Text input is ~3× higher on Azure (357 vs 119): Even with cached text added (119 + 64 = 183), 174 tokens are unaccounted for. Could the default system instructions (which the model ships with — I did not set any custom instructions) be tokenized and billed but excluded from the response.done usage?
Text output is ~1.5× higher on Azure (181 vs 117): Could Whisper's transcription output be billed under this text-output meter?

What I've verified

This was the only session on this deployment that day — no background usage.
I logged all 162 server events to JSON. There is exactly one response.done with non-zero tokens.
Only one input_audio_buffer.committed event (one audio turn).
The conversation.item.input_audio_transcription.completed event reported "usage": {"type": "duration", "seconds": 0}.
A benign VAD error (buffer too small) occurred after the response — this does not trigger billing.

Questions

How does Azure map response.done usage fields to billing meters?

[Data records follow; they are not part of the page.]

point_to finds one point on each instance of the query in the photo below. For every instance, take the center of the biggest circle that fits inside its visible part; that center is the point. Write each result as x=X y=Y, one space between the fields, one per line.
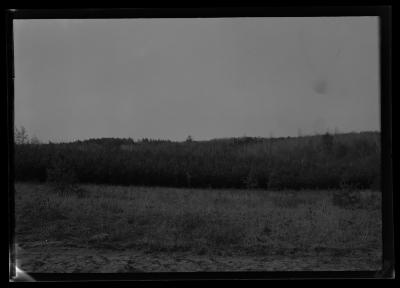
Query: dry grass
x=199 y=220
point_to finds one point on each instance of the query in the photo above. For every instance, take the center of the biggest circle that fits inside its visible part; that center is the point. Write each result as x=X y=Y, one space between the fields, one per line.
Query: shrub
x=61 y=176
x=346 y=198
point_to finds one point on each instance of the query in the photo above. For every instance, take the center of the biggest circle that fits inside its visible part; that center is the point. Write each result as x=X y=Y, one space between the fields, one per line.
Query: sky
x=209 y=78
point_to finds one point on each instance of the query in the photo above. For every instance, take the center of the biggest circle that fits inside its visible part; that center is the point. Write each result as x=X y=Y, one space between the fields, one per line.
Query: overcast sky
x=208 y=78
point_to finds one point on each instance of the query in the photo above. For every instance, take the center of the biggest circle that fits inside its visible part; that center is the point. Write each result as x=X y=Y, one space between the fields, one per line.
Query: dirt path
x=53 y=257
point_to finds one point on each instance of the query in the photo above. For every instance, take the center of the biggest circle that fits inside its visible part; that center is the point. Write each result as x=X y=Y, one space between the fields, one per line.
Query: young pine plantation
x=282 y=198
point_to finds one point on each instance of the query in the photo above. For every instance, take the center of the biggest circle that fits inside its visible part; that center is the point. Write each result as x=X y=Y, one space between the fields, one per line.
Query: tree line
x=310 y=162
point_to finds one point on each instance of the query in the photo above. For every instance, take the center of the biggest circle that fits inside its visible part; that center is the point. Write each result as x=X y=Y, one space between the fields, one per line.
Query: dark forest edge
x=329 y=161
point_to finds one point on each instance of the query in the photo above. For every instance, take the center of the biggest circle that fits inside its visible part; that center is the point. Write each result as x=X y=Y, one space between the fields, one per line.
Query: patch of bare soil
x=55 y=258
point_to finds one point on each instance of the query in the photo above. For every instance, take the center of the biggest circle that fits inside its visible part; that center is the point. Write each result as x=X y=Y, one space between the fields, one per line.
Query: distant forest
x=350 y=160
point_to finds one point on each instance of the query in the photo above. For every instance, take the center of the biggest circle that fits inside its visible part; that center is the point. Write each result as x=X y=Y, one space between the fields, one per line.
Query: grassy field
x=196 y=220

Is there documented mapping, especially for cached vs non-cached tokens?
Does Whisper transcription get billed under the same gpt rt aud mn in and gpt rt txt mn out meters as the main model — even when transcription.completed reports duration-based usage?
Are there hidden "internal" tokens (default system instructions, audio framing overhead, internal chain-of-thought) that Azure bills but response.done does not report?
Is response.done usage intended to reflect actual billing, or is it only an approximation?
Has anyone successfully reconciled response.done token counts with Azure Cost Management for the Realtime API?

Environment

SDK: OpenAI .NET NuGet package (OpenAI.Realtime namespace)
Runtime: .NET 10
Azure region: Sweden Central
Model: gpt-realtime-mini-2025-12-15
Date: March 31, 2026

Suchitra Suregaunkar 11,470 Reputation points Microsoft External Staff Moderator

2026-04-01T00:50:55.64+00:00

Hello hamed

We are looking into this issue and will keep you posted updates.

Thanks,
Suchitra.
hamed 50 Reputation points

2026-04-02T16:37:29.1566667+00:00

Thank you for your detailed and very clear explanation in your previous reply, it was extremely helpful.

I have one more question regarding billing granularity:

Right now, Azure Cost Management only provides daily aggregated costs for the entire resource. However, I need a way (an API or any supported method) to calculate the actual cost of a single user session in my application.

My goal is not to match token usage with billing. What I really need is the exact amount of money I am paying to Azure for each individual session where a user interacts with my AI system.

In other words, I need session‑level cost attribution, not daily resource‑level totals.

Is there any recommended or supported approach to achieve this — even if it requires a combined or hybrid method?
Suchitra Suregaunkar 11,470 Reputation points Microsoft External Staff Moderator

2026-04-02T19:54:56.29+00:00
Hello hamed

No, Azure does not currently provide any supported API or built‑in mechanism to calculate the exact Azure OpenAI cost of an individual user session.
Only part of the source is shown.